作品タイトル不明
白魔導師、の初依頼④
宿は街に数軒あったが、その中でも一番大きな、街の中心にある宿に泊まることにした。
出来れば森に近い、小さな宿にしたかったんだが……。
まぁ、仕方ないか。
この宿を選んだのは、ユイとシリカをクレアと同じ部屋にするためだ。
小さい宿では一部屋に二人までしか泊まることが出来ず、その上近い部屋を確保することができなかった。クレアの安全を考慮すれば最適解。しかし、同時に別の不安も芽生える。
と言うのも、ここで魔族との戦闘になれば、街の人を巻き込んでしまう可能性が高い。魔族が来る可能性は決して高くはないが、だからといって楽観視していられる状況ではないのも確か。
こればっかりは、奇襲を受けないことを祈るしかない。
「よし……それじゃ荷物も置いたことだし、早く風呂に行きましょう!」
そう言いながら宿から出てくるユイ……。
少し遅れてシリカとクレアも宿から出てくる。
「あぁ、早く行ったほうがいいかもな……クレアの格好もここじゃ目立つ」
街に入ってからずっと、周囲の人がクレアのことをじーと見ていた。
まぁ……当然だろう。
フードを深々と被った人が複数の男女に囲まれているのだからな。
一応、イシュタルから王都までのルートの途中にあるため、旅人や商人ならばよく来るだろうが、こんな怪しい集団が来ることはそうそうないだろう。俺たちを見る野次馬の中には、どこかのお偉いさんとその護衛ではという、わりかし的をえた推測を立てる切れ者までいた。
それにこの状況……別の意味でも、こちらとしてはあまり良くない状況だ。
ずっと見られていていい気はしないし、何より最悪なのが、不審な人物を見分けにくくなると言う点。
魔族がいれば魔力の違いですぐに分かるが、相手が魔族だけとは限らないし、魔族も対策をしてくるかもしれないしな。
「なぁ、次の街では変装させたらどうなんだ? ほら、耳だって頑張りゃ隠せるだろ?」
クロスが周囲をちらちらと見ながら、ダッガスに提案する。
やはり、周囲の目が気になるのだろう。
「まぁ、確かにそうかもな……」
「あっ、そうだ……目立ちたくないなら、ロイドの隠蔽魔法なんてどうかな?」
「隠蔽魔法? なんだそれは?」
ユイの言葉を聞いたダッガスが首をかしげこちらを見る。
あぁ、そう言えば、ダッガスたちには見せたことはなかったな。この魔法を知るのは、クレアの救出時に居合わせたユイのみだ。
俺は丁寧に隠蔽魔法……レイテントを説明した。
「レイテント……それが気配を消す魔法なのか?」
「あ、あぁ……たぶん、そんな名前だったと思う」
断言は出来ないが、確か隠蔽魔法の正式名称はそんな感じだったはずだ。
長い間無詠唱で続けてきたため、名前の名称さえよく覚えておらず、はっきりと自信を持って答えることは出来ないが……。
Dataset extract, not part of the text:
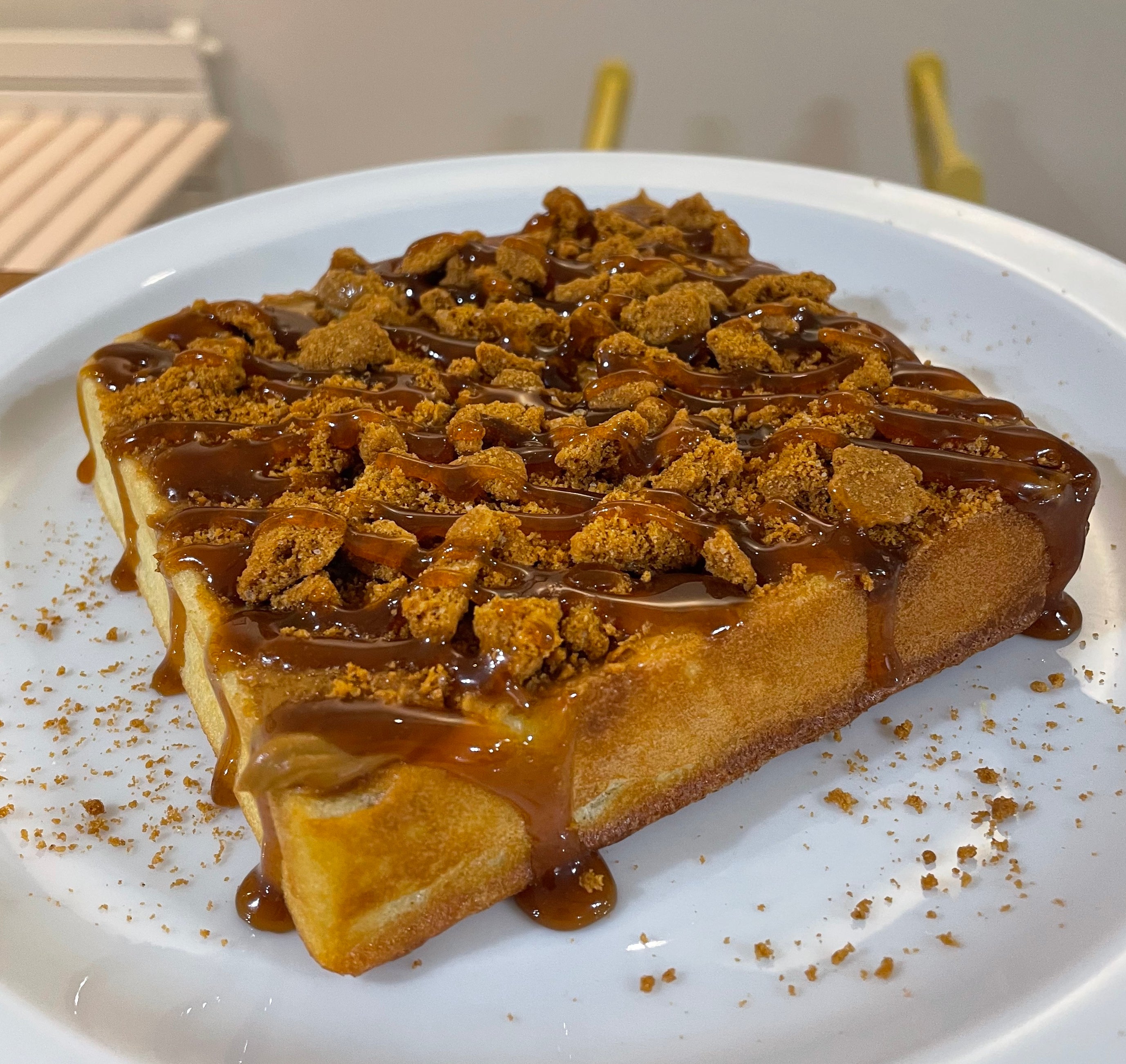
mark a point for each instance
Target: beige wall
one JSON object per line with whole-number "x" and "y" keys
{"x": 321, "y": 86}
師匠は最初にこの魔法を教えた際に、そんなことを言っていた気がする。
「そうか、そんな魔法も使えたのか……」
「別に隠していたわけじゃないんだが、話す機会がなくてな」
今度、俺の使える魔法とその効果について詳しく説明するべきだろう。
こちらとしては味方相手に手の内を隠す理由もないし、ダッガスたちもその方が依頼を上手く進めることが出来るはずだ。
俺が隠蔽魔法の話をしていれば、この街に入る前にそれに気がつけたかもしれないしな。
「今度、俺の使える魔法について説明を……」
「ねぇねぇ、あれ! あれって銭湯じゃない?」
俺の話をさえぎり、ユイは少し先の建物を指差す。
その先に目を向けると、そこには銭湯と書かれた立て札のある建物があった。
「あぁ……そうみたいだな」
どうやら、話している間に銭湯についてしまったらしい。
仕方ない。
この話はまた今度にするか……。時間ならある。つまりは機会もまた来る、はずだ。
「それじゃ私たち先に入ってくるから、周辺の警戒をよろしくね!」
「おい、まだ……」
ダッガスが何かを言おうとしているがそれを無視し、ユイはクレアとシリカの手を引き、足早に建物の中へと向かった。
そんなユイの姿を見たダッガスが呆れた表情でため息をつく。
「たっく、護衛中だってのに……」
「仕方ねぇ……いつものことだろ?」
それに、そんなユイの明るく能天気で、悪く言えば後先考えない性格が、雰囲気をグッと軽くしているのも確かで、そんな姿に俺たちは元気をもらっている。
「あぁ、そうだったな……銭湯に武器は持ち込めない。こうなった以上、俺たち三人で絶対にここを守り抜くぞ」
ダッガスの言葉に俺とクロスは黙って頷いた。